The school exclusion zones will be trialled over an 18 month period at Ferryden Primary School, in Montrose, Muirfield Primary School, in Arbroath, and Langlands Primary School, in Forfar, from Monday June 7.
Councillors approved the traffic restrictions in February following historic traffic concerns outside the region’s schools.
Surrounding streets will be closed off to vehicles in the morning and afternoon to ensure pupils can arrive and leave school safely.
Emergency services, residents with permits and blue badge holders will be exempt from the traffic order.
From 8.30-9.15am and from 2.45-3.45pm, cars will not be able to pick up or drop off children at Langlands Primary School.

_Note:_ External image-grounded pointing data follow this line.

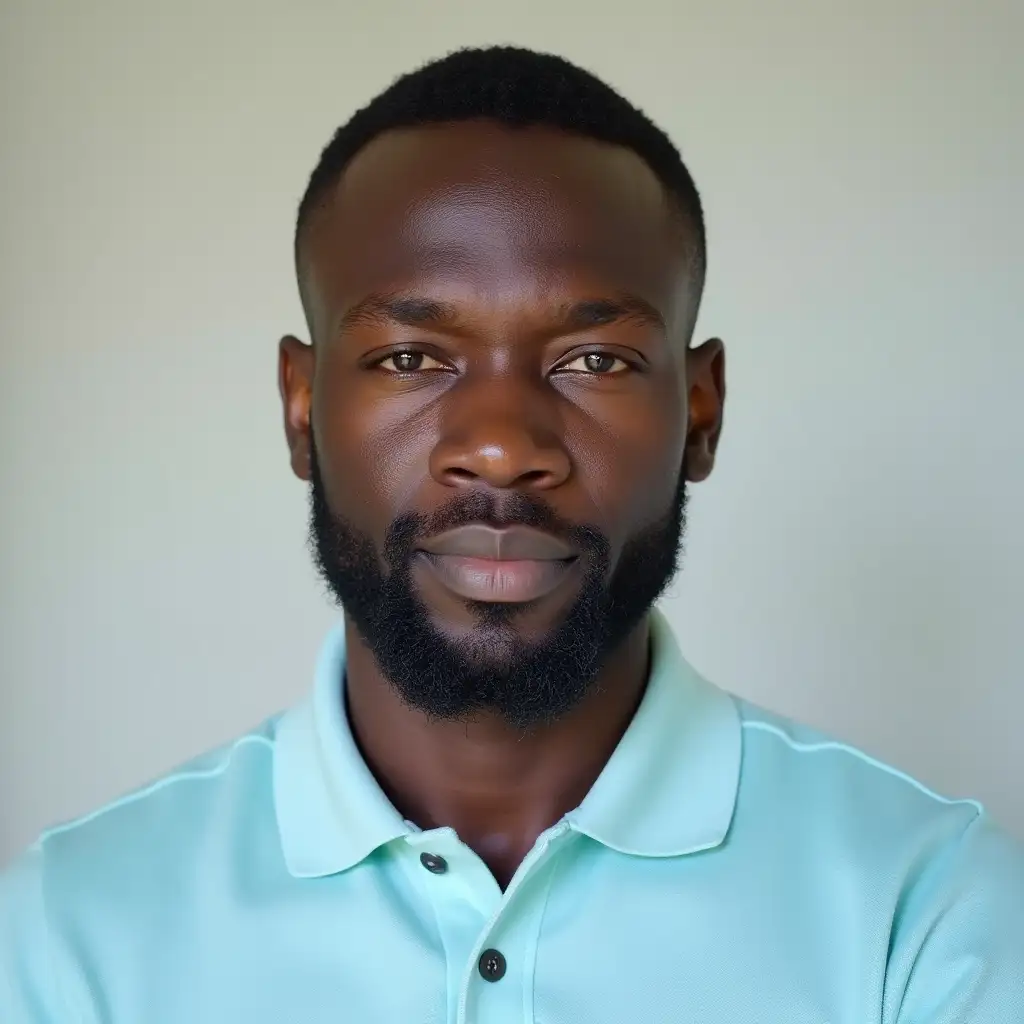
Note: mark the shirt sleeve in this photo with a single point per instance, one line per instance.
(28, 987)
(968, 967)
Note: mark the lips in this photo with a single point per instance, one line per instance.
(510, 544)
(512, 565)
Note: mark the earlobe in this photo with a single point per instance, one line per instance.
(296, 360)
(706, 393)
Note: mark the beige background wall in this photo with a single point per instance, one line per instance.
(857, 561)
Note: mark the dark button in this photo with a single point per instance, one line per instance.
(433, 863)
(493, 965)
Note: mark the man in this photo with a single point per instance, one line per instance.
(508, 797)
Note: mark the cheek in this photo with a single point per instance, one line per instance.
(631, 468)
(374, 456)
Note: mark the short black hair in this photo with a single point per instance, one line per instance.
(515, 87)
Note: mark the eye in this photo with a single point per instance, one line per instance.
(596, 364)
(409, 361)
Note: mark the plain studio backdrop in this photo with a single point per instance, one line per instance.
(856, 560)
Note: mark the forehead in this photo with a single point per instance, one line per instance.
(502, 215)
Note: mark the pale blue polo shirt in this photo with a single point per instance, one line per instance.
(728, 866)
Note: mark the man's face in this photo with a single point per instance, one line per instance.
(500, 413)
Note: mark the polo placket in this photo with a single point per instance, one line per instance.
(489, 937)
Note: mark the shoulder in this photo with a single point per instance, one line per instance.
(170, 811)
(802, 771)
(943, 884)
(139, 857)
(133, 850)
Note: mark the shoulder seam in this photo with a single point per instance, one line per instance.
(161, 783)
(828, 744)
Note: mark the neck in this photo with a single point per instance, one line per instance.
(498, 787)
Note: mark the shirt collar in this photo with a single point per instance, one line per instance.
(669, 788)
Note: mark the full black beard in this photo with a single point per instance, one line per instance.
(494, 671)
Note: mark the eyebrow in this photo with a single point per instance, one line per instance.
(417, 311)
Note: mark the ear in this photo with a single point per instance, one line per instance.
(706, 384)
(295, 382)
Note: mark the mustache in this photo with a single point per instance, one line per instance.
(497, 511)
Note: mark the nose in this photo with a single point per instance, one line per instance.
(502, 435)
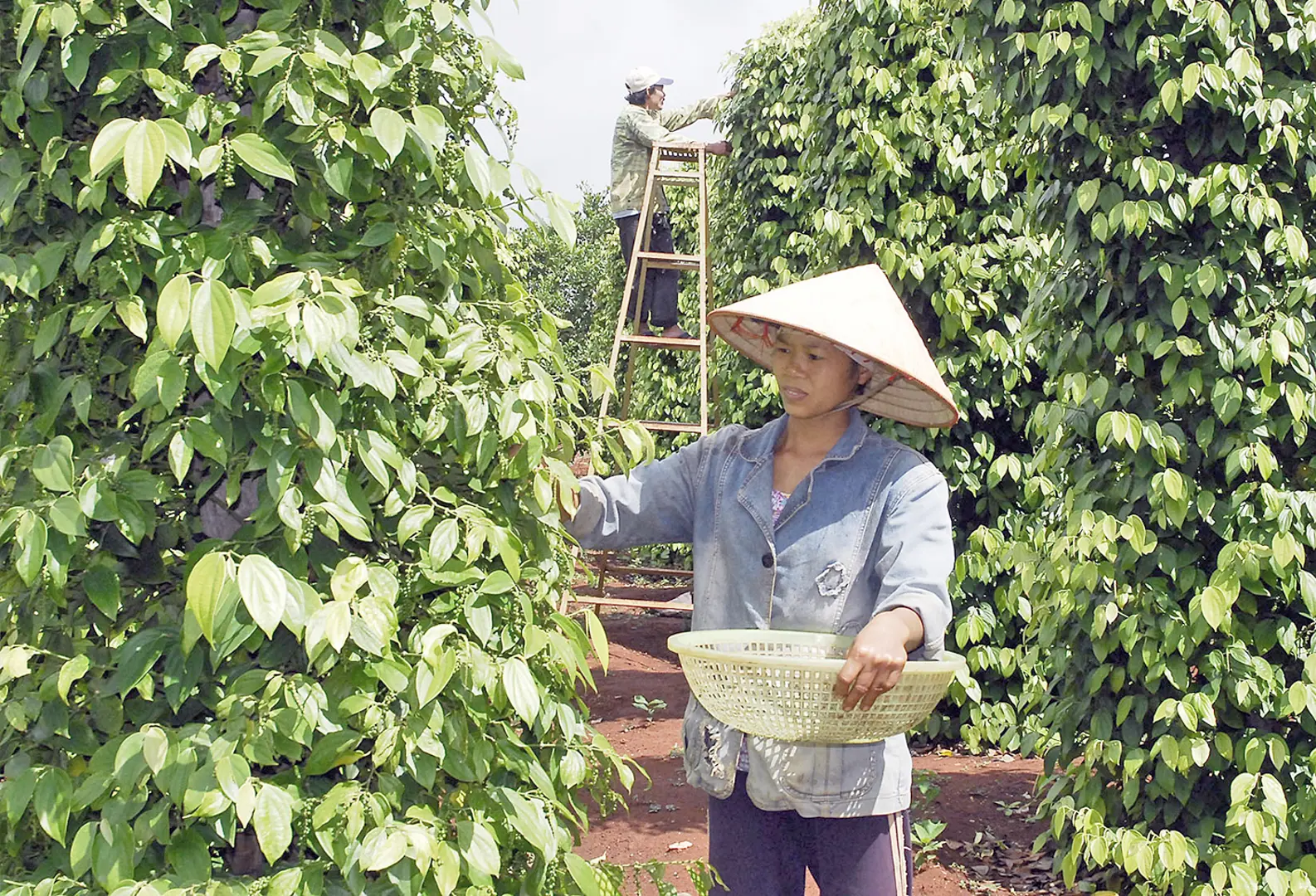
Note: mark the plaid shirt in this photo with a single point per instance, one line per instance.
(636, 132)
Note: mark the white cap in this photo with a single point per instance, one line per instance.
(644, 78)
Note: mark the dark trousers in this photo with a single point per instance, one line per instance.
(765, 853)
(660, 308)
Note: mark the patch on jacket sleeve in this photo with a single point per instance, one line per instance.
(833, 579)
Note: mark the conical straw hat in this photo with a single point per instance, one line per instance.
(855, 309)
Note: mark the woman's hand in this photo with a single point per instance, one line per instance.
(878, 655)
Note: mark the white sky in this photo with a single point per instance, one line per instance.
(577, 53)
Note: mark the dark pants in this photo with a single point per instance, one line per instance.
(660, 308)
(765, 853)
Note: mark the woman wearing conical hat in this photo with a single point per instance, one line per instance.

The exclusions will be in place from 8.30-9.30am and 2.45-3.45pm at Ferryden and Muirfield Primary Schools.
Families are being encouraged to walk, cycle or school to school instead of taking the car.
Angus Council’s children and learning convener, councillor Derek Wann, said: “These trials are a great opportunity to improve road safety while creating a safer, more relaxed atmosphere for the children and families walking and cycling to school.
“With families making fewer car trips it will help reduce congestion and air pollution whist boosting the health of every child who is taking the additional steps to school, even if it’s just for the last few minutes of their journey.
“We’ve been working with elected members, community councils, Police Scotland, school staff and parent teaching councils to oversee the trial, ensuring adjustments are made to the plans if any potential issues have been raised.
“I look forward to seeing the evaluations following the 18-month trial to see how effective they prove to be but more importantly seeing the difference this makes to the health and safety of our children attending school.”
The local authority will be monitoring the streets before and during the trial to assess whether the traffic order should become permanent.
Certain markers will be documented, such as air quality, traffic volumes, road accidents, congestion and the update of active travel.
Communities committee convener, councillor Mark Salmond, said: “As well as the health benefits of walking, scootering or cycling that these initiatives will encourage, we have a duty of care to make sure children are as safe as possible when heading to and from school.
“School exclusion zones outside schools can create safer more pleasant spaces for young people at key points of the school day.
“The zones are being introduced on a trial basis and we will be looking very carefully at the evidence to see how effective they prove to be before making a decision to make them permanent or not.
“All interested parties will have their say during the process.”
Residents living in the affected streets can apply for a permit exempting them from restrictions through the council’s website.